The surprising highlight of an action packed day one of this Anglo Israel Association tour was an evening address from a 40 year old woman who had emigrated from Ethiopia to Israel as a child.
Imagine coming home from your day’s work carrying water, caring for younger children to find your father not yet home. He and the adults are out plotting an escape from a country it is illegal to leave. He returns, and you find yourself on a three week hike to a Sudanese refugee camp that will claim the lives of your grandparents, newborn nephew and other young relatives, due to exposure and lack of basic provisions. It’s Ethiopia in the mid 1980s and you’re leaving just in time, but at great cost.
Three weeks in a refugee camp where the lowest of conditions and crowded humanity make it far removed from farming life, even for a curious girl revelling in new experiences. The marched out into the desert where automatic weapons may await you, only to hear an enormous noise nearby which you walk towards only to see what can only be a great metal chicken open up its belly for you to climb into, before you, an Ethiopian descent of the lost Jewish tribe of Dan, or descendants of the converted Queen of Sheba, get whisked away to the promised land after centuries of separation.
Arriving in Israel, one of 150,000 Jewish Ethiopians to join the mass colonisation of an ancient land, you begin the process of assimilation. Hebrew is learnt and a gap quickly emerges between generations of the new arrivals. Children rapidly becoming Israeli, parents lost in memories and past.
Her story continues with her faking her parents signature to continue schooling, an abortive start at an exclusive boarding school, before meeting several patrons who eventually gave her the chance to read law in the USA. Returning home having seen Ethiopian Jews struggling in the news she did various roles including ending up as a broadcaster on national TV.
A mother of three, she returned to Ethiopia for the first time in 2014, to discover a beautiful homeland she’d like to return to annually.

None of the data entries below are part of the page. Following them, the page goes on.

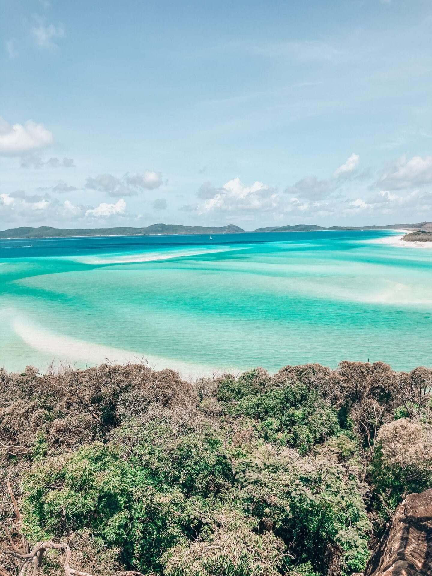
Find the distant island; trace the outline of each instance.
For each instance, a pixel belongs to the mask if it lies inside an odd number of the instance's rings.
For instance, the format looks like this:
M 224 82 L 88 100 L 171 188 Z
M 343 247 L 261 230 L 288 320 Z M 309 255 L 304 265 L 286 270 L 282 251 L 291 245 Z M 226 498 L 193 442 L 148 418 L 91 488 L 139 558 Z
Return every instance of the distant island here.
M 428 228 L 429 227 L 429 228 Z M 422 234 L 419 237 L 407 237 L 404 240 L 413 241 L 427 241 L 432 237 L 432 222 L 421 222 L 416 224 L 389 224 L 386 226 L 332 226 L 325 228 L 316 224 L 295 224 L 292 226 L 267 226 L 257 228 L 254 232 L 313 232 L 319 230 L 412 230 Z M 183 226 L 181 224 L 152 224 L 143 228 L 118 226 L 113 228 L 54 228 L 41 226 L 37 228 L 21 226 L 0 231 L 0 239 L 18 238 L 70 238 L 76 236 L 131 236 L 149 234 L 234 234 L 247 232 L 234 224 L 221 226 Z

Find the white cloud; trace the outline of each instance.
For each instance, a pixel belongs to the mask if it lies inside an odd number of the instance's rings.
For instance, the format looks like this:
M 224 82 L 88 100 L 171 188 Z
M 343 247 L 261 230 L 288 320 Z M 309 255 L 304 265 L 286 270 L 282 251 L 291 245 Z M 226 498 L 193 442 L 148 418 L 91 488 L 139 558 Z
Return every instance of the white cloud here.
M 154 190 L 162 184 L 162 174 L 150 170 L 134 176 L 118 178 L 112 174 L 100 174 L 94 178 L 88 178 L 85 187 L 90 190 L 107 192 L 109 196 L 120 198 L 135 196 L 143 190 Z
M 413 156 L 408 160 L 401 156 L 376 182 L 376 186 L 386 190 L 403 190 L 432 184 L 432 156 Z
M 105 218 L 108 216 L 112 216 L 114 214 L 124 214 L 124 210 L 126 207 L 126 203 L 123 198 L 120 198 L 115 204 L 107 204 L 106 202 L 101 202 L 98 206 L 88 210 L 85 213 L 85 215 L 93 218 Z
M 339 166 L 339 167 L 335 170 L 333 173 L 333 176 L 335 178 L 338 178 L 339 176 L 349 174 L 350 172 L 355 170 L 355 169 L 358 167 L 359 164 L 360 157 L 358 154 L 353 153 L 346 162 L 344 162 L 342 166 Z
M 158 198 L 155 200 L 153 207 L 155 210 L 166 210 L 168 207 L 165 198 Z
M 77 168 L 73 158 L 63 158 L 62 160 L 59 158 L 50 158 L 46 161 L 43 160 L 40 156 L 34 154 L 28 154 L 22 156 L 20 165 L 22 168 L 42 168 L 44 166 L 48 168 Z
M 334 184 L 328 180 L 319 180 L 316 176 L 305 176 L 294 186 L 289 186 L 283 191 L 293 196 L 319 200 L 328 196 L 334 190 Z
M 54 48 L 56 44 L 53 40 L 65 37 L 65 29 L 62 24 L 55 26 L 46 24 L 43 18 L 37 18 L 37 24 L 31 29 L 31 33 L 37 46 Z
M 212 188 L 209 183 L 206 183 L 205 188 L 207 198 L 197 207 L 199 214 L 269 210 L 275 209 L 279 202 L 276 191 L 262 182 L 256 181 L 252 186 L 247 186 L 237 177 L 226 182 L 221 188 Z
M 12 124 L 0 116 L 0 154 L 20 154 L 54 141 L 54 134 L 42 124 L 28 120 L 24 124 Z
M 364 200 L 362 200 L 361 198 L 357 198 L 355 200 L 352 200 L 350 202 L 350 206 L 353 206 L 353 208 L 357 208 L 358 209 L 364 209 L 365 208 L 370 208 L 370 206 L 367 204 Z
M 85 209 L 70 200 L 60 202 L 49 194 L 29 195 L 22 190 L 0 194 L 0 216 L 3 222 L 48 222 L 76 219 L 84 215 Z
M 146 170 L 142 174 L 126 177 L 127 183 L 131 186 L 146 190 L 154 190 L 162 184 L 162 174 L 151 170 Z
M 78 190 L 75 186 L 68 185 L 66 182 L 60 180 L 58 184 L 52 188 L 53 192 L 75 192 Z
M 10 58 L 16 58 L 19 56 L 19 53 L 15 48 L 15 43 L 13 40 L 8 40 L 6 42 L 6 51 Z

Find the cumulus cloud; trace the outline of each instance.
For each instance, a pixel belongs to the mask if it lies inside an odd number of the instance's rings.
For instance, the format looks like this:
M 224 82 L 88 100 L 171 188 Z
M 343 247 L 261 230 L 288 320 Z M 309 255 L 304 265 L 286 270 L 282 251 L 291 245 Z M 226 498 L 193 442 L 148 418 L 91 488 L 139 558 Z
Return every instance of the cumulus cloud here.
M 41 18 L 36 18 L 36 24 L 31 31 L 36 46 L 41 48 L 54 48 L 57 46 L 54 40 L 65 37 L 62 24 L 48 24 Z
M 56 184 L 52 188 L 53 192 L 75 192 L 78 190 L 75 186 L 69 186 L 66 182 L 60 180 L 58 184 Z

A clear overcomer of adversity, with a personality reminiscent of Annie in the recent 2014 musical remake, this was a fascinating tale of someone for whom economic migration had totally transformed their life within a few short years. In a world where millions play the lottery with little or no chance of winning, it should not be surprising that in an unequal world millions will also take their chances on desperate migration. Our host asked her parents recently if it had been worth it to leave Ethiopia despite parents and grandchildren dying en route. ‘We wouldn’t change a thing’, was their final conclusion.